As I mentioned in the last report, I had been writing tests to find the problems in SHFileOperation. All I knew was that in some situations it would end without fully writing some file, so I wrote tests moving, copying and deleting a folder structure, and comparing the copy with the original. I tried with empty files first, then with files of random sizes, then with really big files, and also with a lot of files of relatively small size. In all my tests, I never once found a file that didn’t appear to be correct. The folder names, folder contents, file sizes, file attributes, … everything matched.
Being unable to reproduce the issue, I started to wonder if it wouldn’t be best to follow Huw’s idea, which would have consisted on implementing the NT6 method for file operations. In Vista and up, there is an IFileOperation interface, which can be used in place of the SHFileOperation function, and support a much more flexible means of listing operations and assigning a dialog used to track them. Then, the SHFileOperation call could be rewritten as a wrapper to IFileOperation. This would provide the benefit of being ready for a future where ReactOS implements Vista+ user mode, while at the same time allowing a more structured (and, by extension, robust) implementation of the file operations.
So after confirming that Windows 2003 didn’t have a similar internal interface (it does not appear to use any objects at all in the implementation, as far as I could tell), I began looking into this interface and how my installation of Windows 7 uses it when calling SHFileOperation. This is when I realized that the CFileOperation object, which is the name of the class that implemented IFileOperation in Vista+, has some internal methods specifically designed to be used by SHFileOperation, instead of using the public interface. This kept me wondering which of the three options I should follow. The first option would have been to fix the existing SHFileOperation code, potentially running into problems in the future when trying to add progress dialogs to it. The second and third options would be to rewrite the file operations using the IFileOperation interface, but in the second, I’d make SHFileOperation a wrapper to IFileOperation, while in the third I’d follow Microsoft’s choice and add some internal methods to make the implementation simpler.
While I was weighting the options but before I had a chance to decide, Giannis messaged me and said I should drop this task for now, and focus on the bigger stability and reliability issues: leaks and crashes.
In this topic, we have two major issues unfixed: the menu leaks when navigating in the file browser windows, and the COM object leaks from shell menus such as the start menu. The former isn’t too big, but it does mean that after a few hundred navigations, the desktop heap will fill up and the win32k’s user32 module will not be able to allocate any more objects. The latter is worse.
To understand this issue, you need to know that all COM objects have a reference counter. This counter is incremented when calling AddRef, and decremented when calling Release. Some methods such as QueryInterface or GetSite, will implicitly call AddRef for you, but they leave you the task of calling Release when you no longer need the object.
The shell menus are composed of their own hierarchy of objects. The outermost object is the CMenuDeskBar, which is the object that implements the outer window frame, and connects the menu with the parent (start button, menubar, or another menu band).

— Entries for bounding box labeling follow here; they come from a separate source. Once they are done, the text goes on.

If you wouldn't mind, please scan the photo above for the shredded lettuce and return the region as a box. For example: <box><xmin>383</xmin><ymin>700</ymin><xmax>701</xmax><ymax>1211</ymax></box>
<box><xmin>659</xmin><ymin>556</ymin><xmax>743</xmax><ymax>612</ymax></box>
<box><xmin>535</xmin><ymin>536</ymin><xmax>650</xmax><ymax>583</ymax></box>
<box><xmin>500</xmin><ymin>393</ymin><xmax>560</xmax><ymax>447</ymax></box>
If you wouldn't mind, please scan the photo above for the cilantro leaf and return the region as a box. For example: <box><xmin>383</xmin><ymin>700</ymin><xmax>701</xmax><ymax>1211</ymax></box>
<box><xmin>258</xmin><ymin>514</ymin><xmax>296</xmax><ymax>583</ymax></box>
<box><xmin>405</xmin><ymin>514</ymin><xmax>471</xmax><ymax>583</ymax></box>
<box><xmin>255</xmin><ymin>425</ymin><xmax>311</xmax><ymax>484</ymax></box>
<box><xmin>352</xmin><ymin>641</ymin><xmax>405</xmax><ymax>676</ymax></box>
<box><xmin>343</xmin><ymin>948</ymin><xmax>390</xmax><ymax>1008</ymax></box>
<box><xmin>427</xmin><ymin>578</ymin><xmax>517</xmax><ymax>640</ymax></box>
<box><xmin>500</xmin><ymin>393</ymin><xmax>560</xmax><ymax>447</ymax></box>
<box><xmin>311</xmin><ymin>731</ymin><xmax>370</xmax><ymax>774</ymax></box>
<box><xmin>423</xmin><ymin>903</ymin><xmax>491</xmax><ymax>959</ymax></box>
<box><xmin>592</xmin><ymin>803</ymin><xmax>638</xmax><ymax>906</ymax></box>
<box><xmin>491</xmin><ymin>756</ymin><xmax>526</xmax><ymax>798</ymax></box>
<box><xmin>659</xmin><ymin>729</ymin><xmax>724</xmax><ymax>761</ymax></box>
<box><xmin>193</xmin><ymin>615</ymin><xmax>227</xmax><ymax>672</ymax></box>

Inside the deskbar, there is a CMenuSite, which interfaces between the deskbar and the content of the menu. Inside the menu site, there is a CMenuBand, which is a menu object used in both popup menus, and the menubar in explorer windows. Because the deskbar needs to know its child site, it has a reference to it, and such causes the site’s refcount to be incremented by 1. Similarly, the site needs to know the menu band, so it increments the menuband’s refcount by 1, to mark it as being used. But here comes the interesting part. In order to communicate with the parent deskbar, the menu band has to know its parent site, which in turn has to know its parent deskbar. This means that this group of objects has a double circular reference (deskbar<->site<->band). This is not such a bad thing on its own, and it happens often in COM object structures. But the important thing to notice is that unless there is a code path that tells the deskbar, the site, and/or the band to release their references, the loop is never going to break, and the reference counts are never going to reach 0, meaning the objects will never be destroyed. And yes, this implies all the system resources used by those objects (windows, toolbars, fonts and icons) are never being released.
As you can imagine, the lack of such a code path is a really bad problem, since the handle counters grow by nearly a dozen every time a shell menu pops up. The problem is, we don’t know what codepath is the one supposed to break the circle, and there isn’t any obvious function called “Destroy” or similar, so finding the right functions to call and the right place to call them will require some very long and boring debugging sessions. That’s why I always avoided the dreadful task, until now.
I have been
delay planning how to approach the issue, and starting on Monday I will have to get to it, one way or another, and fix both the menu leaks and the COM circular references.